Riri semangat sekali pagi ini. Dia bahkan bangun lebih pagi dari biasanya dan membuat ibunya terheran-heran melihatnya sudah rapi sepagi ini. Sejak semalam Riri sudah berencana akan pergi ke sekolah hari ini dengan sepeda baru hadiah ulang tahun dari ayahnya.
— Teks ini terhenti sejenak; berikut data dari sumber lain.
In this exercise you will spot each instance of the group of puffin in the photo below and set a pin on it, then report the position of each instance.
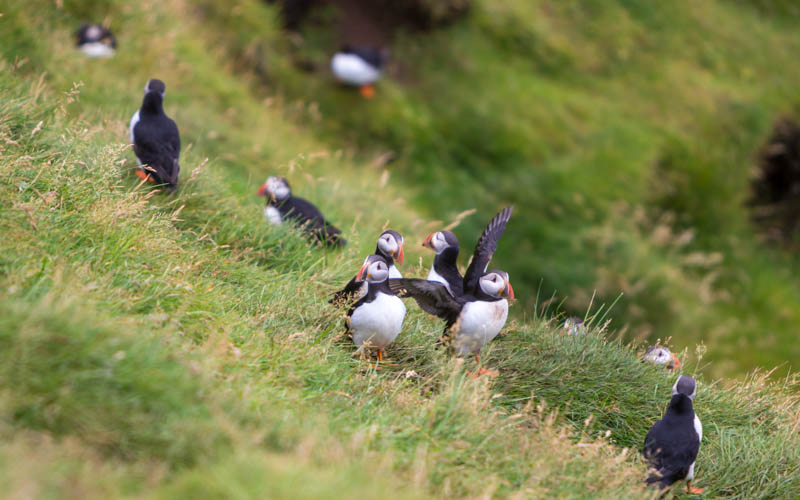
(474, 306)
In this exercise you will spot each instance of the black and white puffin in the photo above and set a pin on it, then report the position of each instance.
(358, 67)
(155, 138)
(95, 40)
(282, 206)
(472, 320)
(375, 319)
(445, 265)
(574, 326)
(673, 442)
(660, 355)
(390, 247)
(445, 268)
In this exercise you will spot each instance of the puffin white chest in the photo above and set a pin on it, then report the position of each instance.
(378, 322)
(480, 322)
(273, 215)
(434, 276)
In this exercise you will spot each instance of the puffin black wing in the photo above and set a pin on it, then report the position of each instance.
(432, 297)
(307, 215)
(485, 248)
(158, 145)
(671, 447)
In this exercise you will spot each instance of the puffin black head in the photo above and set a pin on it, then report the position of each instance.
(660, 355)
(440, 241)
(495, 283)
(390, 244)
(276, 189)
(685, 385)
(155, 85)
(374, 270)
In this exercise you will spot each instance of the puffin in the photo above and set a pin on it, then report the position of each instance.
(95, 41)
(376, 319)
(390, 247)
(282, 206)
(358, 67)
(155, 138)
(471, 320)
(673, 442)
(445, 267)
(574, 326)
(662, 356)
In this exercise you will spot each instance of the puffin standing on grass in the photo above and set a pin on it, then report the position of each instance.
(155, 138)
(282, 206)
(95, 41)
(390, 247)
(445, 265)
(673, 442)
(358, 67)
(474, 317)
(662, 356)
(375, 319)
(574, 327)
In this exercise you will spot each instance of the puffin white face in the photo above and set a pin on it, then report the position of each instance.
(374, 270)
(496, 284)
(389, 245)
(662, 356)
(685, 385)
(276, 188)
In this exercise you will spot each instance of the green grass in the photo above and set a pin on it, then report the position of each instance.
(625, 132)
(177, 346)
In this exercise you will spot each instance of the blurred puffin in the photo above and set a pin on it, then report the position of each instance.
(673, 442)
(472, 320)
(574, 326)
(95, 40)
(660, 355)
(390, 247)
(282, 206)
(445, 266)
(155, 138)
(358, 67)
(375, 319)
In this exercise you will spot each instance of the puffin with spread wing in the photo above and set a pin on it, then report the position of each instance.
(474, 318)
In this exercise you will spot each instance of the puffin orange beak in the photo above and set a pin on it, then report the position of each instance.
(677, 361)
(427, 242)
(508, 291)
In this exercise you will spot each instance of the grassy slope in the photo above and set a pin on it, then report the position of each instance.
(152, 350)
(626, 134)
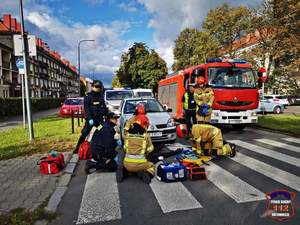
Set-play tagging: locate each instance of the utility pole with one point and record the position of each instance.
(25, 59)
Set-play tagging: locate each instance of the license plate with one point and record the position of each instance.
(235, 121)
(156, 134)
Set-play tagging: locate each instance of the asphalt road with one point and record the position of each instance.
(233, 194)
(11, 122)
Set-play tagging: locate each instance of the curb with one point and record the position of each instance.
(274, 131)
(63, 183)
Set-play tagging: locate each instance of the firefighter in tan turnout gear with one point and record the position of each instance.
(137, 145)
(207, 140)
(204, 98)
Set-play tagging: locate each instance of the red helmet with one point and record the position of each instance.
(142, 120)
(200, 80)
(140, 110)
(181, 131)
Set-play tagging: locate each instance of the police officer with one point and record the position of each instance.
(137, 146)
(208, 140)
(189, 106)
(204, 97)
(103, 146)
(95, 111)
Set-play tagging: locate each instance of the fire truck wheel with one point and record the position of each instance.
(238, 126)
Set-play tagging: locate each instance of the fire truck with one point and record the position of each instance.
(235, 87)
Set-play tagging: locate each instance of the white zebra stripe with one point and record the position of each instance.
(234, 187)
(267, 152)
(274, 173)
(295, 140)
(100, 200)
(173, 196)
(279, 144)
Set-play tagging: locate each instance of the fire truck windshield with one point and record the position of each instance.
(231, 77)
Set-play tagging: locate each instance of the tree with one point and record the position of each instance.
(141, 67)
(227, 24)
(116, 82)
(193, 47)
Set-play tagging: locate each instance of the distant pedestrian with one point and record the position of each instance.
(189, 106)
(95, 111)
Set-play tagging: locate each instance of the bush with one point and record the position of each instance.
(13, 106)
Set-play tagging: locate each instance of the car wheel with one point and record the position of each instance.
(277, 110)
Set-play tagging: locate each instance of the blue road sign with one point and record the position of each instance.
(20, 63)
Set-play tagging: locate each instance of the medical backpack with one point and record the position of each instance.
(171, 172)
(52, 164)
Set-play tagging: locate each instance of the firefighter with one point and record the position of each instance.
(137, 145)
(208, 141)
(139, 110)
(204, 97)
(103, 146)
(95, 111)
(189, 106)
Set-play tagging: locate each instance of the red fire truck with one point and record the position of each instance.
(235, 89)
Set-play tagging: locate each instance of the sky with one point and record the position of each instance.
(114, 25)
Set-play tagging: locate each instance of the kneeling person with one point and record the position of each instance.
(137, 145)
(208, 140)
(103, 146)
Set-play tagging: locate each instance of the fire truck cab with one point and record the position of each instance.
(235, 89)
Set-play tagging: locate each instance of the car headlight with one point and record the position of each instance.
(171, 123)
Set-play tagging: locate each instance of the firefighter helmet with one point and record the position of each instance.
(142, 120)
(200, 80)
(140, 110)
(181, 131)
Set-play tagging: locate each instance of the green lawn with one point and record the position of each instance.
(285, 123)
(51, 133)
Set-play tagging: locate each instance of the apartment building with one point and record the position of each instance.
(49, 74)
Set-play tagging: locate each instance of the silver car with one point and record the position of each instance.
(162, 127)
(268, 106)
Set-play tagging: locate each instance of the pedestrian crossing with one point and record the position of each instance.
(101, 197)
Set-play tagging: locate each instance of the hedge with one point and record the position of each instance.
(13, 106)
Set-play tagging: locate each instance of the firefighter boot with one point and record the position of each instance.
(144, 176)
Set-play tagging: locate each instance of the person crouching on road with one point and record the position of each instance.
(103, 146)
(95, 111)
(189, 106)
(204, 97)
(137, 145)
(207, 140)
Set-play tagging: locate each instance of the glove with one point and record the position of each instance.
(119, 142)
(91, 122)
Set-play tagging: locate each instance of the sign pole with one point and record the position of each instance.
(23, 100)
(25, 55)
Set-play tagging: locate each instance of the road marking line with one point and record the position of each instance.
(100, 200)
(296, 140)
(173, 196)
(239, 190)
(279, 144)
(274, 173)
(267, 152)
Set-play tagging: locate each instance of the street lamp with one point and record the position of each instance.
(79, 53)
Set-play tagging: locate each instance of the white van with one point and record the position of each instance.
(143, 93)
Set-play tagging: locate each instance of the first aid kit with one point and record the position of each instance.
(52, 164)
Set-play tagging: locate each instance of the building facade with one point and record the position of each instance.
(49, 74)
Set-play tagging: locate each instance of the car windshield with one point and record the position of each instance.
(231, 77)
(151, 105)
(144, 94)
(118, 95)
(73, 102)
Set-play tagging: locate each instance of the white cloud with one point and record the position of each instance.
(170, 17)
Setiap hari Riri berangkat sekolah pukul 06.30 karena harus berjalan kaki ke sekolah. Dia selalu sarapan dengan terburu-buru karena takut terlambat tiba di sekolah. Tapi hari ini berbeda. Riri menghabiskan sarapannya dengan santai. Dia yakin kalau naik sepeda, dia akan tiba di sekolah lebih cepat dan tidak akan terlambat meskipun berangkat lebih siang.
Setelah menghabiskan sarapannya, Riri pergi ke garasi untuk melihat sepeda barunya. Sudah lama Riri ingin memiliki sepeda berwarna merah tapi baru sekarang ayah mau membelikan untuknya. “Wah sepeda baruku bagus sekali!” kata Riri dalam hati. “Pasti teman-temanku akan iri melihatnya nanti”.
Tidak terasa sudah setengah jam Riri berdiri memandangi sepeda itu. Sudah jam 06.45 sekarang. Ibu mengingatkan Riri untuk segera berangkat ke sekolah kalau dia tidak ingin terlambat sampai di sekolah nanti. Riri buru-buru berpamitan pada ayah dan ibunya.
“Wah jalannya kok sudah ramai ya” pikir Riri. Tiba-tiba dia menjadi sangat cemas, “Rasanya takut juga aku naik sepeda dijalan seramai ini. Bagaimana aku menyeberang di depan sekolah nanti ya?”
Ketika sampai di depan sekolah, Riri berhenti agak lama menunggu jalan sepi supaya dia bias menyeberang. Dia menoleh ke kiri dan ke kanan sambil berkali-kali melihat ke pintu gerbang sekolahnya yang sudah tertutup. “Aduh, kenapa kendaraan yang lewat jalan ini semakin banyak saja. Kalau begini bagaimana aku bisa menyeberang? Pasti aku akan dimarahi ibu guru karena terlambat” kata Riri dalam hati. Matanya sudah hamper berkaca-kaca, ketika dilihatnya pak Husein, satpam sekolahnya sudah berdiri diseberang hendak menyeberang ke Riri.
Ketika sampai di tempat Riri berdiri, pak Husein bertanya, “Tumben terlambat. Ri? Wah sepedanya baru ya?”
“iya pak, Riri kesiangan berangkatnya. Ternyata jalanan sudah ramai sekali. Riri tidak berani menyeberang” kata Riri.
“Ya sudah ayo sekarang kita menyeberang, kamu sudah terlambat masuk kelas. Sini sepedanya bapak yang pegang”, Kata pak Husein.
“Terima kasih Pak” Kata Riri sesampainya mereka di depan pintu gerbang.
“Besok berangkat lebih pagi ya, jangan kesiangan lagi” kata pak Husein sambil memberikan kembali sepeda Riri.
“Iya Pak, saya masuk ke kelas dulu ya pak” pamit Riri.
Riri berjanji akan berangkat lebih pagi besok. Dia tidak ingin terlambat masuk ke kelas lagi seperti hari ini. Dia tidak ingin dihukum menulis 50 kalimat ‘Saya tidak akan terlambat ke sekolah’ lagi oleh ibu guru seperti hari ini.